There used to be a  "public" list of cats and their results (after you have ordered a kit, I think you could use this link).  For example, you could see what purebred cat reports look like this way.  Likewise, I made Bastu's result public, and you could view that here (completely public, without requiring a sign-in).

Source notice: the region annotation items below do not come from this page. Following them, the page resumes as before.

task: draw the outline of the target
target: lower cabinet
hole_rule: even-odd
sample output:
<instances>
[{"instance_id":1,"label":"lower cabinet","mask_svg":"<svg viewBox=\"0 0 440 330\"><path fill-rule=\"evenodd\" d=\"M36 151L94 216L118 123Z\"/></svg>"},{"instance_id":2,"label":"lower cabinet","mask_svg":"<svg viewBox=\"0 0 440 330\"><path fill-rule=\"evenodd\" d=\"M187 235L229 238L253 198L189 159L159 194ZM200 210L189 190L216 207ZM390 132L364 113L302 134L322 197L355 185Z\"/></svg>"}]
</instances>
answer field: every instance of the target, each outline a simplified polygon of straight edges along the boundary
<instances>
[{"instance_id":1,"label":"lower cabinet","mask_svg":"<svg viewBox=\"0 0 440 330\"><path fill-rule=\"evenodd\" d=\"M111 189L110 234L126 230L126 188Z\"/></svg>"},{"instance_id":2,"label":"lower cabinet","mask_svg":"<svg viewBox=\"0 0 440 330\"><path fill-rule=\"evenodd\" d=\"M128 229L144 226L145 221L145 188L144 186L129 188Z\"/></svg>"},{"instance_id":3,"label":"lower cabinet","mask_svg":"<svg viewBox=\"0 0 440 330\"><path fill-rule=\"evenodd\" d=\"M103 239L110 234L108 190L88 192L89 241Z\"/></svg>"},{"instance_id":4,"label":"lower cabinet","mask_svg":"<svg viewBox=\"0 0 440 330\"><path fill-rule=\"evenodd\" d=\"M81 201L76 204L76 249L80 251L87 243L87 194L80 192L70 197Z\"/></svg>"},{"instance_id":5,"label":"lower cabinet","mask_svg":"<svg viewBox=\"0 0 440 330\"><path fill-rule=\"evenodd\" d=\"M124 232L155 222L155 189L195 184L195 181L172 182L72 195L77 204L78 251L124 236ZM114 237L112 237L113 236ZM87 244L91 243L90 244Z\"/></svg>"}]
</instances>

I don't currently see this feature.  However, I hope that it is added back in.


Change Log:

12/18/2019 - public post
12/21/2019 - minor updates
12/28/2019 - revise content for clarity
1/8/2020 - add a couple more screenshots; update Bastu's report to include Amplicon-Seq disease variants
1/9/2020 - mention longer turn-around time for UC-Davis VGL; remove holiday prices for basepaws
5/8/2020 - add technical replicate results
7/6/2020 - add link to notes on especially large concerns about Savannah Exotic breed index
8/14/2020 - minor changes + remove earlier note about delay in Amplicon-Seq mutation results
8/29/2020 - add draft for submitted FDA MedWatch report
9/3/2020 - add updated technical replicates and summary
9/7/2020 - add updated technical replicates and summary
9/11/2020 - correct confident technical replicate labels and add basepaws Maine Coon maps
9/15/2020 - add Ocelot note / warning
10/6/2020 - add concern about basepaws "biome testing"
10/7/2020 - minor changes / fix typos
10/16/2020 - add regular WGS report (reorganize post now that I have 3 reports); update/check prices for all 4 options
10/17/2020 - give date instead of time for introduction (since the original post was about a year ago); minor changes + revise content to make more clear (and move points that are currently less relevant below the footnotes).
2/20/2021 - update some basepaws notes, clarifying my opinion and adding examples for metagenomic application
2/21/2021 - minor changes + substantial extra information for dental disease
2/22/2021 - minor changes + additional disease prevalence link
2/26/2021 - add link to acknowledge need to say "consumer"
2/27/2021 - add link to VOHC
3/4/2021 - add link to FDA veterinary adverse event reporting
3/5/2021 - add link with FDA veterinary limits
3/14/2021 - add link to newer blog post
7/19/2021 - update link / posts
4/16/2023 - add link to alternative, independent YouTube assessment; formatting change when describing earlier format for Optimal Selection results.

6 comments:

  1. Nice Post...


    I'm having very interesting information regarding Sphynx Kittens for Sale

    ReplyDelete

  2. Another component of cat sealing your house is giving the little cat a protected spot to be. This need not be a whole room, however it should be tranquil and shut off from different creatures. Following a couple of days, give the cat and different creatures some firmly directed opportunity to acclimate. my cat backpack

    ReplyDelete
  3. this is really nice to read..informative post is very good to read..thanks a lot! MINSKIN CAT

    ReplyDelete
  4. Thanks for taking the time to discuss this, I feel strongly about it and love learning more on this topic. If possible, as you gain expertise, would you mind updating your blog with extra information? It is extremely helpful for me. Best Cat supplies

    ReplyDelete
  5. Available as an electric diffuser and a spray, Feliway helps the them to adjust to its new surroundings and reduces the confusion and stress. The Cat site Shop

    ReplyDelete
  6. This comment has been removed by a blog administrator.

    ReplyDelete

 
Creative Commons License
My Biomedical Informatics Blog by Charles Warden is licensed under a Creative Commons Attribution-NonCommercial-NoDerivs 3.0 United States License.